Meski tidak ada kecocokan dengan Forkopimda, Bawaslu masih terus menelusuri suara dalam video viral tersebut untuk memastikan apakah berita tersebut hoax atau memiliki substansi kebenaran.
“Penelusuran terhadap percakapan dalam video masih berlangsung. Kami tidak ingin berspekulasi, tetapi Bawaslu tetap fokus untuk mengungkap kebenaran melalui penelusuran yang sedang dilakukan di Batubara,” tambahnya.
Menanggapi video viral tersebut, Kepolisian Daerah Sumatera Utara memastikan bahwa suara percakapan dalam video bukan berasal dari pejabat Forkopimda di Kabupaten Batubara. Tim Cyber Direktorat Reserse Kriminal Khusus Polda Sumatera Utara telah dikerahkan untuk mencari pembuat dan penyebar video tersebut.
“Dengan penyebaran berita hoaks yang bersifat menyesatkan dan mengandung unsur SARA, kami memiliki mekanisme penanganan. Tim Subdit Cyber telah melakukan patroli dan tugas-tugasnya untuk mengidentifikasi pelaku,” ucap Kabid Humas Polda Sumut, Kombes Pol Hadi Wahyudi.

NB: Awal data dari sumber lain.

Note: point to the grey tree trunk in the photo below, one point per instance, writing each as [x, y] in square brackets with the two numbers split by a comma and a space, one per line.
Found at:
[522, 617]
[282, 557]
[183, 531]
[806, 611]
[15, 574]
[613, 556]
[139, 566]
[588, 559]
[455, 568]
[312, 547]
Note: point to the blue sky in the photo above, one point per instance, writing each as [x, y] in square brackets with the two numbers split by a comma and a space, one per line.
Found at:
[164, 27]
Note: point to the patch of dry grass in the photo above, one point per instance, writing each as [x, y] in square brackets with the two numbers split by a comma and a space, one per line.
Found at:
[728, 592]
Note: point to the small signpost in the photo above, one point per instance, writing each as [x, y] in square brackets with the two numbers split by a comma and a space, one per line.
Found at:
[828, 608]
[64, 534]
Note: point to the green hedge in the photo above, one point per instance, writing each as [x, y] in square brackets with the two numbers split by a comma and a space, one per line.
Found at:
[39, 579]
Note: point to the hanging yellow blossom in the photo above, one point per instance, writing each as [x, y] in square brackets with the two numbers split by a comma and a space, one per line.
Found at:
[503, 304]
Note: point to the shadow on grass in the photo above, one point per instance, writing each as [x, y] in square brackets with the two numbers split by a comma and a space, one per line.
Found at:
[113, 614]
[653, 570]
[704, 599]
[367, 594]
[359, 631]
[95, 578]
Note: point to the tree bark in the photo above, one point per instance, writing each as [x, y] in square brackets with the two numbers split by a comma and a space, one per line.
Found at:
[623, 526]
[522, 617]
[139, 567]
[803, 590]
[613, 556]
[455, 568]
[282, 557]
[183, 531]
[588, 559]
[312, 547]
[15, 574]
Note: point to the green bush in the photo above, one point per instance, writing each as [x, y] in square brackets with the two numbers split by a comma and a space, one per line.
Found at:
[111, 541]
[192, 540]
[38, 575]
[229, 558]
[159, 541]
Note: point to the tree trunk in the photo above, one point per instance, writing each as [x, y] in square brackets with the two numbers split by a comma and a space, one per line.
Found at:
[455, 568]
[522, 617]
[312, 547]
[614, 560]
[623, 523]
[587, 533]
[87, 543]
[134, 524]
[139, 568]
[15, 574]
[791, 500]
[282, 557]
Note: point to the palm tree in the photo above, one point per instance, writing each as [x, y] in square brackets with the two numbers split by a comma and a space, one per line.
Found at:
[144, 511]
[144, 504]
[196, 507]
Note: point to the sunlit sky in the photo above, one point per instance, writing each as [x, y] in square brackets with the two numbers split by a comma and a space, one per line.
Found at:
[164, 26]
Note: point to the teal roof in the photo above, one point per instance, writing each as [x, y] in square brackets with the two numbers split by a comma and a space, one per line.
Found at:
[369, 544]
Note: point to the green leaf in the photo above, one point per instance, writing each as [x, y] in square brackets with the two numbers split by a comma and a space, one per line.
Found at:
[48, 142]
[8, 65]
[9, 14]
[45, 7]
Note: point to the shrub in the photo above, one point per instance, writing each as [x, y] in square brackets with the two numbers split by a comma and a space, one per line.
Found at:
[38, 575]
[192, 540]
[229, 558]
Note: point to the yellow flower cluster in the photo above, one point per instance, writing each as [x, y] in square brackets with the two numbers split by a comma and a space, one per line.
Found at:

Video percakapan tersebut telah tersebar luas di masyarakat Sumatra Utara. Video tersebut diunggah melalui media sosial TikTok dengan akun @nasionalcorruption pada Minggu (14/1/2024) dan berisi percakapan antara Dandim, Bupati, Kapolres, dan Kajari Batubara yang diduga membahas persiapan Pilpres 2024.
Dalam percakapan tersebut, terdengar orang yang memberikan arahan untuk memenangkan pasangan capres-cawapres nomor urut 2, Prabowo-Gibran, serta mengusulkan penggunaan dana desa untuk keperluan operasional Pilpres 2024. Bawaslu dan kepolisian tetap bekerja sama untuk mengungkap kebenaran di balik video ini.